SubSeries: Chronological
Folder: 1958
May 24, 1958
Dear Maxine:
I think you are right in planning to give some of the background on polynucleotide phosphorylase in your talk in Canada because of the mixed nature of the group there. I have no specific suggestions but I am sending you copies of two manuscripts which may help you in this regard. One, which contains the background material, is the talk I gave at the New York Academy of Sciences last year. The other, which deals with more recent work, is the manuscript that Sanae and I submitted for the Enzyme Symposium in Japan, and contains essentially the data that she presented there. It will eventually be published in the Proceedings of the Japanese Symposium. Since we happen to have two sets of slides (I took one to South America while Sanae took one to Japan) I am sending one of them to you so that you could use whichever you like in your talk. If you send Sanae a copy of the manuscript she may be able to send it to me abroad after she has read it.

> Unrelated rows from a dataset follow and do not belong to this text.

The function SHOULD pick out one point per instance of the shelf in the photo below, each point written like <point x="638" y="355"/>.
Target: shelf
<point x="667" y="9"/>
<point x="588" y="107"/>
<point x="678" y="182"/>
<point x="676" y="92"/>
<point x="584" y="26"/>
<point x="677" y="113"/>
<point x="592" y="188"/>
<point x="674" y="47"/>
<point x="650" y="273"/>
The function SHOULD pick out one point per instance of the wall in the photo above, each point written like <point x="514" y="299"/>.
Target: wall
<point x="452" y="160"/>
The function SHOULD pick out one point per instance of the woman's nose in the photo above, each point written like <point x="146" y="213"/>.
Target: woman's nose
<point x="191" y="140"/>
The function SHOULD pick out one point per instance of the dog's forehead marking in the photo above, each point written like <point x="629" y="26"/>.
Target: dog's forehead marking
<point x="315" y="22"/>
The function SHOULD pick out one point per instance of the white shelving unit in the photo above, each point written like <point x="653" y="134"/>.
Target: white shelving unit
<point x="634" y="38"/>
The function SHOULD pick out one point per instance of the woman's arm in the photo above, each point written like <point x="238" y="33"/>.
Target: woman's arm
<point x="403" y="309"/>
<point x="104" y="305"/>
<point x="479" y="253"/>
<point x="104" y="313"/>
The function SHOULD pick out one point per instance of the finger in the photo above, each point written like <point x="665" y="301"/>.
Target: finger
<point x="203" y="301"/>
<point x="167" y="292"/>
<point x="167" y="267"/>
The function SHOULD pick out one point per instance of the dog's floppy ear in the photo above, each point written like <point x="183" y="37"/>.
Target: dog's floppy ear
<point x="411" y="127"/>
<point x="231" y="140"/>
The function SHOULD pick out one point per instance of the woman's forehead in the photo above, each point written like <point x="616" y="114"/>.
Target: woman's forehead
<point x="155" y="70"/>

I was glad to hear that you have gotten the gel step to work satisfactorily. We recently went ahead from a fairly large amount of gel eluate and had an excellent result with the protamine step, which involves precipitation with protamine, taking up in 0.1 M glycine containing 20 per cent saturated ammonium sulfate, adjusted to pH 6.5 precipitation with ammonium sulfate, and two negative gel steps with calcium phosphate and alumina c [gamma], respectively. Here, as we did last year, we went from specific activity (optical) between 25 and 30 to specific activity 90 with 100 per cent recovery of the units. However, the subsequent treatment as we had done it last year, which involves taking an ammonium sulfate cut at pH 6 and 30 per cent saturation, followed by precipitation by lowering the pH to 5.2 did not work well at all. We got no further purification and lost more than half of the units presumably through inactivation. I can't see the reason for this because, although it was not a step to get excited about, it had worked fairly well last year, giving us about 25 per cent of the units with specific activity 160. In view of this drop, we are using one of the lower fractions we got from this step (specific activity 50) to try DEAE-Cellulose columns. I shall ask Sanae to let you know how this works. At present I can only say that it looks just slightly promising. We are keeping about 5000 units of specific activity 100 to try to push it further if we find a satisfactory column step or, if worse comes to worse, to do priming experiments with.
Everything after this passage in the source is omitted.